Jean-Claude Juncker today called for EU unity before attacking “part-time Europeans” in a Florence speech that exposed deep divisions in the bloc and was given as Eurosceptic parties edge closer to forming Italy’s new government.
The president of the European Commission did not directly address the possibility of anti-EU parties taking power in Rome, which became increasingly likely yesterday.
But he decried “the return of populisms and nationalisms” in Europe at the annual state of the union conference in Italy.
The left wing Five Star Movement, which has called for Italy to leave the euro, and right wing The League, which made gains on an anti-migrant platform, have launched detailed talks to form a coalition that would bring a Eurosceptic government to the Eurozone’s third largest economy.
While Five Star has edged back from an earlier promise to hold a referendum on ditching the euro, The League remains hostile to the currency and wants to abandon it as soon as possible.
Both parties, who were rivals in March’s election, have attacked EU rules on national budgets, trade deals, sanctions against Russia and banking rules.
Mr Juncker highlighted divisions in the EU between the richer northern countries that “believes they are more virtuous” than poorer southern Mediterranean nations. He criticised Eastern European countries for refusing EU migrant relocation quotas, while praising Italy and Greece, which have borne the brunt of the migration crisis.
“I was shocked by the cracks that have emerged in the solidarity since the migration crisis,” said Mr Juncker, who declared that the world needed “more Europe” and a “strong Europe”.
He said: “There are part time Europeans. At times they participate, at times they don’t. They talk a lot.
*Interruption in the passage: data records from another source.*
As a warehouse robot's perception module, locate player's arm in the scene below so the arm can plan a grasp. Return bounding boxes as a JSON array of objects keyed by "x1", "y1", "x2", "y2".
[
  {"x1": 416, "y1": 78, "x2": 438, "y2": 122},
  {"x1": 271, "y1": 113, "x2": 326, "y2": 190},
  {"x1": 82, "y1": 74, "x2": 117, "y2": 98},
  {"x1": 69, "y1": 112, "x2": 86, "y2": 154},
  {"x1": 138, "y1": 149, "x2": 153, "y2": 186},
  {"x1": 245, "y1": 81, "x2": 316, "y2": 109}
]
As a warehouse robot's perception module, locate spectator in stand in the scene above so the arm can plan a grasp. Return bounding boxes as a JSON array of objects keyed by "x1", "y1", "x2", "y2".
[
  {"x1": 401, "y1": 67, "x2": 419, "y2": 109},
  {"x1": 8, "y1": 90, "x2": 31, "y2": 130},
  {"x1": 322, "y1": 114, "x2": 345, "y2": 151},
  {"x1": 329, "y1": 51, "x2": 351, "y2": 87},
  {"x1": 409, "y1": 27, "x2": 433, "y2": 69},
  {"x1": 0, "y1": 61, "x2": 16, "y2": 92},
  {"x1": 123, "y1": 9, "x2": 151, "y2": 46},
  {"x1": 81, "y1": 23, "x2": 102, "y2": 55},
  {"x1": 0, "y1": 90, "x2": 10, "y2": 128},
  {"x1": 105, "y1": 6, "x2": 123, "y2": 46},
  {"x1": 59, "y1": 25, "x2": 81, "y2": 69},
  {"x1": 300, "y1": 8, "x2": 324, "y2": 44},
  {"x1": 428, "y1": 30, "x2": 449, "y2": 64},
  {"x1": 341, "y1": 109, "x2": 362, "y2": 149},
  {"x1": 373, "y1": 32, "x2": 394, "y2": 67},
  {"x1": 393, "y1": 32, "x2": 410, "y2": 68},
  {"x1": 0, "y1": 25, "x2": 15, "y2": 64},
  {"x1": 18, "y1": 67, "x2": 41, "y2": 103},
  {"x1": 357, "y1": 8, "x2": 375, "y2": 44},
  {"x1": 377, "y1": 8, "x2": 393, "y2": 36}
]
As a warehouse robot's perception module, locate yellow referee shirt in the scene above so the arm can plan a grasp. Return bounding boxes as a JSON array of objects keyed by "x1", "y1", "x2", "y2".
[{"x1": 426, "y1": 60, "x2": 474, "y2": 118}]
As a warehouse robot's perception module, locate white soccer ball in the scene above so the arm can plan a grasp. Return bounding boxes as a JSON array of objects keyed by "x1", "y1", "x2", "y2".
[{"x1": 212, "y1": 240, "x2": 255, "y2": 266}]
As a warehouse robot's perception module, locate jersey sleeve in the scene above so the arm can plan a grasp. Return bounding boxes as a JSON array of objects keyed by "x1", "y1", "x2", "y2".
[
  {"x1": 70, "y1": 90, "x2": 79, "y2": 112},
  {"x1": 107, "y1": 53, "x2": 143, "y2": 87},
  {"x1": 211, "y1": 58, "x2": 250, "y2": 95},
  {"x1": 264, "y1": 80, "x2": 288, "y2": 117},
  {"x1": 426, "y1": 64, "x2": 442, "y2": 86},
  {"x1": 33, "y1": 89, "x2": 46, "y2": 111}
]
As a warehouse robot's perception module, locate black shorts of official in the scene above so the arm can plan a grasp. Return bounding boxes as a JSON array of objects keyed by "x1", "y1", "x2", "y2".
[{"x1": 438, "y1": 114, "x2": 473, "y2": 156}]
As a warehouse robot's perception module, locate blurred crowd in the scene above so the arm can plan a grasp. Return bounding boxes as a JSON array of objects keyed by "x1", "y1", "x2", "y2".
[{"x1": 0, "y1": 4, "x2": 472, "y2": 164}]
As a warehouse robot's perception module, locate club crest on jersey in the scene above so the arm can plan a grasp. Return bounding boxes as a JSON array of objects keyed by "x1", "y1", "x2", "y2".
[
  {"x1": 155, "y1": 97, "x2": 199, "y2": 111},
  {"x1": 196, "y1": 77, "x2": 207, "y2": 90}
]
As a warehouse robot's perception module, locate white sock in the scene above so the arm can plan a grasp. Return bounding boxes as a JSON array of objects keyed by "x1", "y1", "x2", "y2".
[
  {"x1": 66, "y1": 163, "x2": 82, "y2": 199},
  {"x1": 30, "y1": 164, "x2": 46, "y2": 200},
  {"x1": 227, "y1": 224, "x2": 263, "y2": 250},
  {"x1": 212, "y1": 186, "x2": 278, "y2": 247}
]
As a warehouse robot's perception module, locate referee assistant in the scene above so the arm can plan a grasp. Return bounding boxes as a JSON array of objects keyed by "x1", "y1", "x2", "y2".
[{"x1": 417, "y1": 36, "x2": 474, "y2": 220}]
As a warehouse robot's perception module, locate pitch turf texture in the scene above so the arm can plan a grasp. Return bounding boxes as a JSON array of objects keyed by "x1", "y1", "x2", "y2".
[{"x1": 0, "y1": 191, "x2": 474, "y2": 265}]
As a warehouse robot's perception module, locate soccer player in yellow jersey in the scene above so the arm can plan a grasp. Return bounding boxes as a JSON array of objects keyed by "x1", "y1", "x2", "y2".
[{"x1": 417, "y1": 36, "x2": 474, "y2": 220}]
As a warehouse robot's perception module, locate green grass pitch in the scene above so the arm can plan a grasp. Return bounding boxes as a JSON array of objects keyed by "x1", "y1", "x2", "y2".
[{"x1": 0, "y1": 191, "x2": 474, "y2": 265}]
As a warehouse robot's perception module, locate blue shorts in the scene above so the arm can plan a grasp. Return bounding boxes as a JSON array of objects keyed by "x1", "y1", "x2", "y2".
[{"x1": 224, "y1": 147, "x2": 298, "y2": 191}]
I would like that all Europeans, all member states, were pro-Europeans in a full time way.”
Italy analysis puff
Antonio Tajani, the Italian president of the European Parliament, gave an explicit warning to the prospective new government at the conference.
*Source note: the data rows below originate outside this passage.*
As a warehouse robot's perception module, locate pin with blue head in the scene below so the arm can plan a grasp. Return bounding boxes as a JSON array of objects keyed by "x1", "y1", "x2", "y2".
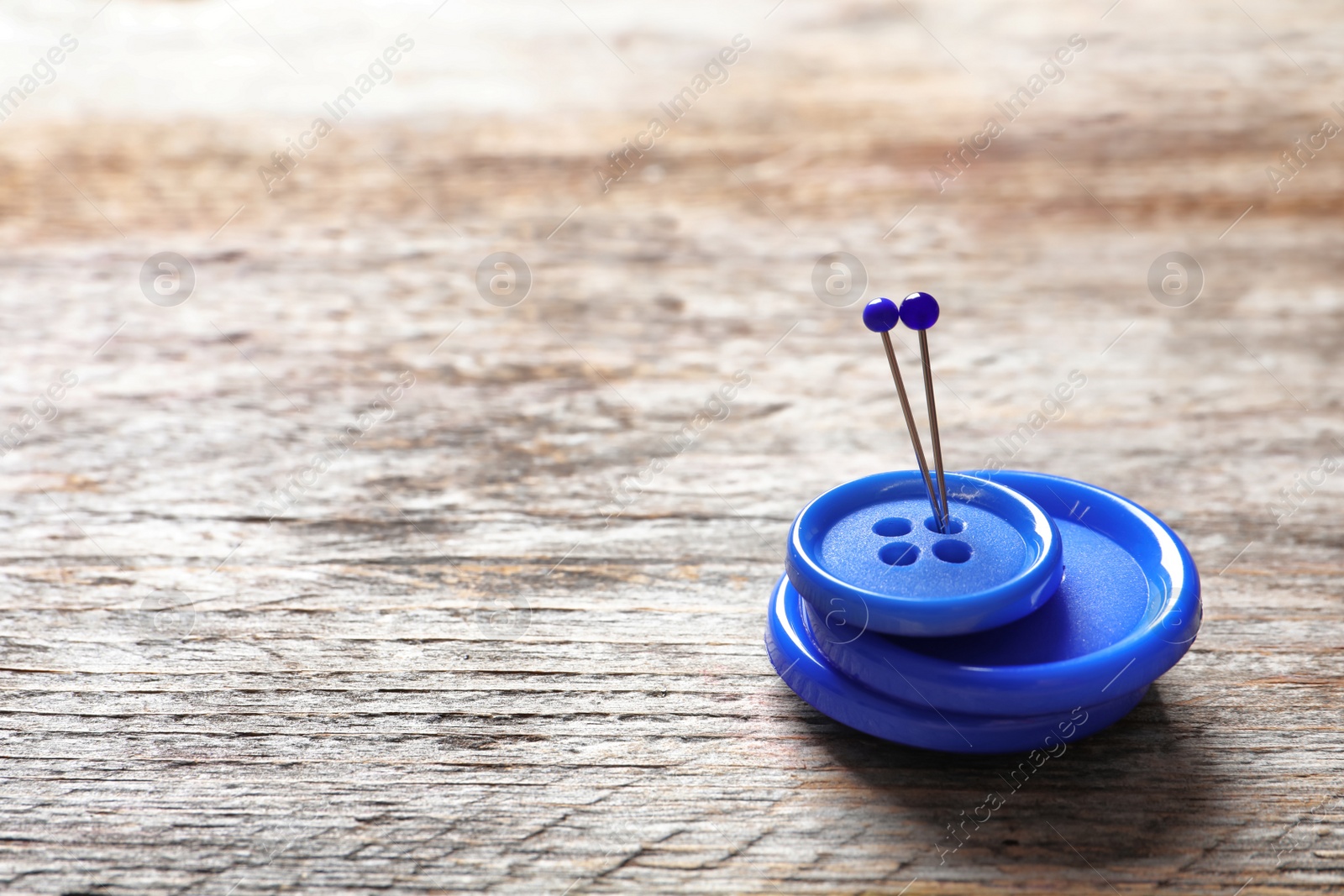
[
  {"x1": 766, "y1": 293, "x2": 1200, "y2": 752},
  {"x1": 900, "y1": 293, "x2": 948, "y2": 532},
  {"x1": 863, "y1": 298, "x2": 948, "y2": 532}
]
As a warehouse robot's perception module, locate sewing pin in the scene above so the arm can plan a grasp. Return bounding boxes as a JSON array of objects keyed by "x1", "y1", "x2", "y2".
[
  {"x1": 863, "y1": 298, "x2": 943, "y2": 529},
  {"x1": 900, "y1": 293, "x2": 952, "y2": 533}
]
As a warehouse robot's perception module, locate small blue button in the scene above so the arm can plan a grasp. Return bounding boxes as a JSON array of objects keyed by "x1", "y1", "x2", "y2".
[
  {"x1": 766, "y1": 470, "x2": 1201, "y2": 752},
  {"x1": 786, "y1": 470, "x2": 1062, "y2": 637}
]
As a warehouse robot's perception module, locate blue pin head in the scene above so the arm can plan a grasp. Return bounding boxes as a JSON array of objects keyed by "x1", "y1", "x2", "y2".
[
  {"x1": 863, "y1": 298, "x2": 900, "y2": 333},
  {"x1": 900, "y1": 293, "x2": 938, "y2": 329}
]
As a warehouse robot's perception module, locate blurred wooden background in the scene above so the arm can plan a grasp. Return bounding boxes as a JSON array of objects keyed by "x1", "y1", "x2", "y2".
[{"x1": 0, "y1": 0, "x2": 1344, "y2": 896}]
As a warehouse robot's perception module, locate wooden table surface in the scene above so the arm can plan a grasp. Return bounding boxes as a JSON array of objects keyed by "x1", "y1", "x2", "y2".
[{"x1": 0, "y1": 0, "x2": 1344, "y2": 896}]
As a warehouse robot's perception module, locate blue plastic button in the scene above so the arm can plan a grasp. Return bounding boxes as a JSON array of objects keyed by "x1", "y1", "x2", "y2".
[
  {"x1": 764, "y1": 579, "x2": 1147, "y2": 753},
  {"x1": 785, "y1": 470, "x2": 1062, "y2": 639},
  {"x1": 766, "y1": 471, "x2": 1201, "y2": 752}
]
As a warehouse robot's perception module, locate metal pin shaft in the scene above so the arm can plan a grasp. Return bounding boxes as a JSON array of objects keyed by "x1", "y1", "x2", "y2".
[
  {"x1": 882, "y1": 332, "x2": 942, "y2": 528},
  {"x1": 919, "y1": 329, "x2": 952, "y2": 535}
]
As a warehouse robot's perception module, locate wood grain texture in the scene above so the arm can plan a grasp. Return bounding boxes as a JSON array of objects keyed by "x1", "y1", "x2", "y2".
[{"x1": 0, "y1": 0, "x2": 1344, "y2": 896}]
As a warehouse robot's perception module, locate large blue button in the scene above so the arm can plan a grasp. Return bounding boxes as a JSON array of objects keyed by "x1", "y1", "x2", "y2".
[
  {"x1": 766, "y1": 471, "x2": 1201, "y2": 752},
  {"x1": 785, "y1": 470, "x2": 1062, "y2": 639}
]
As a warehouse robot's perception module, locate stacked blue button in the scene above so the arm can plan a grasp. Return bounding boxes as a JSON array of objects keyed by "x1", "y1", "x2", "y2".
[{"x1": 766, "y1": 470, "x2": 1200, "y2": 753}]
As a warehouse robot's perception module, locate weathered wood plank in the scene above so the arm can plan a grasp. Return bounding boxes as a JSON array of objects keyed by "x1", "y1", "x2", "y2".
[{"x1": 0, "y1": 0, "x2": 1344, "y2": 896}]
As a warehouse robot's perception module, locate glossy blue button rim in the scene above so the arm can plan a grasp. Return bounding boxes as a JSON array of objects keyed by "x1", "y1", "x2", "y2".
[
  {"x1": 804, "y1": 470, "x2": 1203, "y2": 716},
  {"x1": 764, "y1": 578, "x2": 1149, "y2": 753},
  {"x1": 785, "y1": 470, "x2": 1063, "y2": 637}
]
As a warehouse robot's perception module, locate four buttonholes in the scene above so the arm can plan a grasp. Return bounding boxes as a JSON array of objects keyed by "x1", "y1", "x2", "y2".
[{"x1": 872, "y1": 516, "x2": 970, "y2": 567}]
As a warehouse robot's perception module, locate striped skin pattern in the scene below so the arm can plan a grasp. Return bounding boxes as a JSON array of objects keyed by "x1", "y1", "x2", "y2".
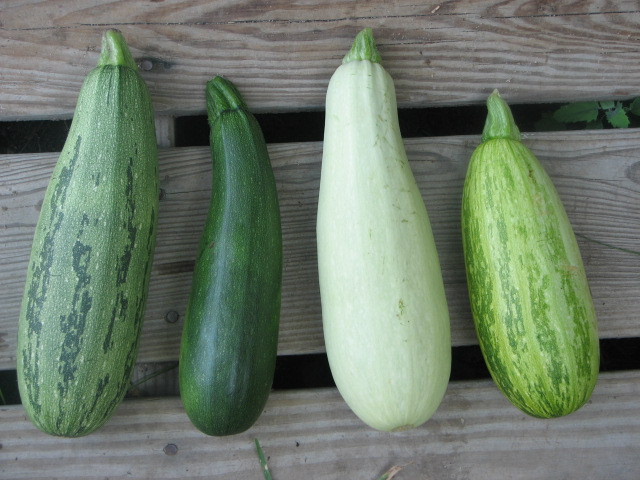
[
  {"x1": 317, "y1": 29, "x2": 451, "y2": 431},
  {"x1": 17, "y1": 32, "x2": 159, "y2": 437},
  {"x1": 462, "y1": 92, "x2": 599, "y2": 418},
  {"x1": 179, "y1": 77, "x2": 282, "y2": 436}
]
“A referendum to get out of monetary union,” he said, “is really irresponsible, really irresponsible. Look at what is happening in Argentina at the moment. You cannot play with fire.”
“Going out of Europe does not make sense, as going out of the Economic and Monetary Union doesn’t make sense,” said Mr Tajani, who was tipped to be Silvio Berlusconi’s choice for Italian prime minister had the Forza Italia party won the election.
The centre right Forza and centre left Democratic Party led by Matteo Renzi, another former Italian prime minister, were soundly rejected in favour of the anti-establishment Five Star and League in March.
On Thursday, Italy’s president Sergio Mattarella warned that the only answer to problems such as the migration crisis, which has hit Italy and Greece the hardest, was the EU.
"To believe one can go it alone is pure illusion, or even worse, a wilful hoax against public opinion," Mr Mattarella said. "Everyone knows that none of the great challenges facing our continent can be tackled by any single member state on its own."
Mr Mattarella had suggested forming a caretaker administration to break the impasse on forming Italy’s government, which spurred Five Star and The League, the two parties who performed the best at the polls, into coalition talks.
On Wednesday the influential Mr Berlusconi said he would not back such a coalition, which would have a slim majority, but would not oppose it either.